I tried to do something like that above but a) I didn’t test it very well and b) I didn’t explain it well. I think those use who reach for multiprocessing
on a regular basis [1] are a bit dazzled by the possibilities here and not taking the time to make a argument for general python.
I don’t think the idea needs a keyword–it’s just a parallel version of itertools (a Python equivalent to Rust’s rayon). These functions don’t protect you from shooting yourself in the foot but for lots of common tasks (like “iterate over a million things and do a thing to each one”) it should be a drop-in replacement.

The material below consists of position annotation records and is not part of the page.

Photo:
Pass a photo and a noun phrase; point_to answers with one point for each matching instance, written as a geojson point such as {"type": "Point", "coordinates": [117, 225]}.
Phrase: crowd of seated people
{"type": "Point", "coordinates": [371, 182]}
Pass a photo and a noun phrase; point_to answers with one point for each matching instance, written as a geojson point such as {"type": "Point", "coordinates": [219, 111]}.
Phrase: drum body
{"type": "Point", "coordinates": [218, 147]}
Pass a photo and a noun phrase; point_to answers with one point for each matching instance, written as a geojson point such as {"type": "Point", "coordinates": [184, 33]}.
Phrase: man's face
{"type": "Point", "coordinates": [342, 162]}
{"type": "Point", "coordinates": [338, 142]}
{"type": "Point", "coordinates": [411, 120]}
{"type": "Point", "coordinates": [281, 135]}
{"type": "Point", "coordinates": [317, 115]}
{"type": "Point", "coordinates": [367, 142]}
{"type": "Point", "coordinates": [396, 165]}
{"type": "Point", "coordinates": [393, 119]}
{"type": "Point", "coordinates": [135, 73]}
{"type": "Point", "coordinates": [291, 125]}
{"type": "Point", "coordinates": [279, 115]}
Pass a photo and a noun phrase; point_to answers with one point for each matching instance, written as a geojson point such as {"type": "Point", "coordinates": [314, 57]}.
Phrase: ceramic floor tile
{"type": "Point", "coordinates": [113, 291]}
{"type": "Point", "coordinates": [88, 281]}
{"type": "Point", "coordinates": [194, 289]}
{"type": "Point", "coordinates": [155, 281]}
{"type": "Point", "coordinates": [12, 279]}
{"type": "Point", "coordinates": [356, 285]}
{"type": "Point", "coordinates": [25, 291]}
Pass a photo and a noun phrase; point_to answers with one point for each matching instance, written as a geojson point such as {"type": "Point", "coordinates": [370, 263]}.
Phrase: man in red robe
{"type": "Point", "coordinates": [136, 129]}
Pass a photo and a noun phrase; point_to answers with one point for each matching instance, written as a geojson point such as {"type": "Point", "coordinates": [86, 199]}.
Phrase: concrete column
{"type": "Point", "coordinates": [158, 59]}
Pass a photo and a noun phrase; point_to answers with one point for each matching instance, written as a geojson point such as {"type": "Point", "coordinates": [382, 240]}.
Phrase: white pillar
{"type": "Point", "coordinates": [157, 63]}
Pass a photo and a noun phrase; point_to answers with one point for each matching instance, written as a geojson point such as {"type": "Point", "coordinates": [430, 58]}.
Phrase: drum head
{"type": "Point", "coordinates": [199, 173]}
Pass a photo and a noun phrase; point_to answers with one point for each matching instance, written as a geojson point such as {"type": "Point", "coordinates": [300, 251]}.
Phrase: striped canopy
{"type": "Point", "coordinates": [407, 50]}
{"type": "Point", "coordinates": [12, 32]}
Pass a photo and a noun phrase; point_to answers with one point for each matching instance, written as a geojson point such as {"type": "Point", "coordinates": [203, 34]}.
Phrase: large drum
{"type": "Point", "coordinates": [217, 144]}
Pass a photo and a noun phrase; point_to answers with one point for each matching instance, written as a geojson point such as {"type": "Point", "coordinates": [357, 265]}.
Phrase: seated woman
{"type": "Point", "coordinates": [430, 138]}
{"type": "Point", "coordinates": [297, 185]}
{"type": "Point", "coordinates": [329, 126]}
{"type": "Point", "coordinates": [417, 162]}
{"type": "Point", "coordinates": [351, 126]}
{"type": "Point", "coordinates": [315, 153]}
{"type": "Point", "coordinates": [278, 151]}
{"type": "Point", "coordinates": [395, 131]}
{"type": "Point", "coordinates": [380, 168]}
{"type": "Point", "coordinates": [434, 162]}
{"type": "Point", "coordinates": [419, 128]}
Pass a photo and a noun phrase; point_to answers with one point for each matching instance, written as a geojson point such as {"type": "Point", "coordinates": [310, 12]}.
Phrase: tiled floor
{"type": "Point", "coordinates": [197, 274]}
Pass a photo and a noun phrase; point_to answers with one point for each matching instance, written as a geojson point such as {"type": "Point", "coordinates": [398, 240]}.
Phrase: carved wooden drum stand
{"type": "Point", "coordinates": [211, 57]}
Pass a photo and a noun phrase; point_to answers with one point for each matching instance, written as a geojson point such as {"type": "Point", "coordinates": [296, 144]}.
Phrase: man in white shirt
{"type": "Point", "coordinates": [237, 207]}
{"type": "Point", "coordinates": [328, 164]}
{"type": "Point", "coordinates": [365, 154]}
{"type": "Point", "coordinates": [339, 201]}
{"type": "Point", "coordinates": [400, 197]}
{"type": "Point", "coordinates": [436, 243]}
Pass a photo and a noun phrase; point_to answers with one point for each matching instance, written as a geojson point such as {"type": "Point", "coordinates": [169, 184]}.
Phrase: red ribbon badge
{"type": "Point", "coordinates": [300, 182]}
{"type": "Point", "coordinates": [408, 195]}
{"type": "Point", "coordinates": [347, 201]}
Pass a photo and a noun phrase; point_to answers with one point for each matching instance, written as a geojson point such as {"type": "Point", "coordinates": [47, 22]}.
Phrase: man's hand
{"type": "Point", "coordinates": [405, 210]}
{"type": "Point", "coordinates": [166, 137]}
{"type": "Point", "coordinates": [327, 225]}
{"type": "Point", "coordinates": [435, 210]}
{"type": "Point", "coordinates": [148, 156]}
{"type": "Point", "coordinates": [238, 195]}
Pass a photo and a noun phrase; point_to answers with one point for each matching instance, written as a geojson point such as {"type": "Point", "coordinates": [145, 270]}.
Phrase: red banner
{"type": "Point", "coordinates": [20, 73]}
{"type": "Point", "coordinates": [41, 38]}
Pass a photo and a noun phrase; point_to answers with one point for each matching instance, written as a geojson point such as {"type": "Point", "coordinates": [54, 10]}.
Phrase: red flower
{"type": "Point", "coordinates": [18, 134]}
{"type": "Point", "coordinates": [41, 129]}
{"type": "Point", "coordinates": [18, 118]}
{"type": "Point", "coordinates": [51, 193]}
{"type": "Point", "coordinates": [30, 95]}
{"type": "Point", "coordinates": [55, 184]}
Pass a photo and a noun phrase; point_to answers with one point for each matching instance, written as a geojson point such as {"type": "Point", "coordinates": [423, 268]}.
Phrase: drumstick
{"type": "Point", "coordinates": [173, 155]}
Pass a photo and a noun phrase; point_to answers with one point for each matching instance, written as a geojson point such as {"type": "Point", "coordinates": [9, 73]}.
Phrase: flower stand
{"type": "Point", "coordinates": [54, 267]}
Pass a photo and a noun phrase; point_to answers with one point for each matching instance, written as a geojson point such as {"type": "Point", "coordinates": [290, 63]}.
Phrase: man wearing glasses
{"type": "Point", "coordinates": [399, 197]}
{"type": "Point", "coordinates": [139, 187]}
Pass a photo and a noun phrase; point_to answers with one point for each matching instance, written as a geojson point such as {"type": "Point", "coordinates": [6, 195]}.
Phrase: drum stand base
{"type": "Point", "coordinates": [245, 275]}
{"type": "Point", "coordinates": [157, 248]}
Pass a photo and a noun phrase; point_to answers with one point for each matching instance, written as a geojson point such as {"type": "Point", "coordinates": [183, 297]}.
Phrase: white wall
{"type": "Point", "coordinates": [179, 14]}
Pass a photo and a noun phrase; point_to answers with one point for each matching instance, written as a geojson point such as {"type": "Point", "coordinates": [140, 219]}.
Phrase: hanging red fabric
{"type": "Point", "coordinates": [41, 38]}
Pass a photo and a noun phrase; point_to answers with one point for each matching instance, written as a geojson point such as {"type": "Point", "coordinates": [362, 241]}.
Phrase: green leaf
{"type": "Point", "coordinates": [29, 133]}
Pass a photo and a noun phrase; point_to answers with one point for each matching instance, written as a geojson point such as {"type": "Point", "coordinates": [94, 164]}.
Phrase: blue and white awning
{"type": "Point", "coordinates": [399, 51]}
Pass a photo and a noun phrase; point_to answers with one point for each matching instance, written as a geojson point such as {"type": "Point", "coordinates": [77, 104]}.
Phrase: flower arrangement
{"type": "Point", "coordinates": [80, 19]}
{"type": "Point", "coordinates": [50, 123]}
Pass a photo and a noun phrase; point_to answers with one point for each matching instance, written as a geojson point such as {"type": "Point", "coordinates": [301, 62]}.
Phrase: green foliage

I realized my previous example was partially hamstrung by using a 2-vCPU machine (which is one physical CPU). On an n2d-standard-8
(4 physical CPUs), I can use the parmap
defined in the previous post to parallelize a map operation and get about a 4x speedup vs python 3.11.
Test details
I cloned nogil 3.12 and built it, and installed python 3.11 from conda-forge (I could clone python 3.12 and build that, but this was simpler). In each I just ran an interpreter and defined:
>>> from concurrent.futures import ThreadPoolExecutor
>>> from time import time
>>> def parmap(fn, *args, n=8):
... with ThreadPoolExecutor(n) as exc:
... yield from exc.map(fn, *args)
...
>>> def a(n):
... for i in range(n):
... i += 1
...
>>> m = [1_000_000] * 100
Then I just timed the difference between list(map(a, m))
and list(parmap(a, m))
Results:
command | py311 | nogil | nogil / py311 |
---|---|---|---|
a(1_000_000) |
0.0214 | 0.0231 | 1.08 |
list(map(a, m)) |
2.123 | 2.577 | 1.21 |
list(parmap(a, m)) |
2.191 | 0.545 | 0.249 |
It’s curious that the plain map
is so much slower when the single function call is only 8% slower [2] but I hope this demonstration is somewhat useful for illustrating why nogil
has the potential to be broadly useful.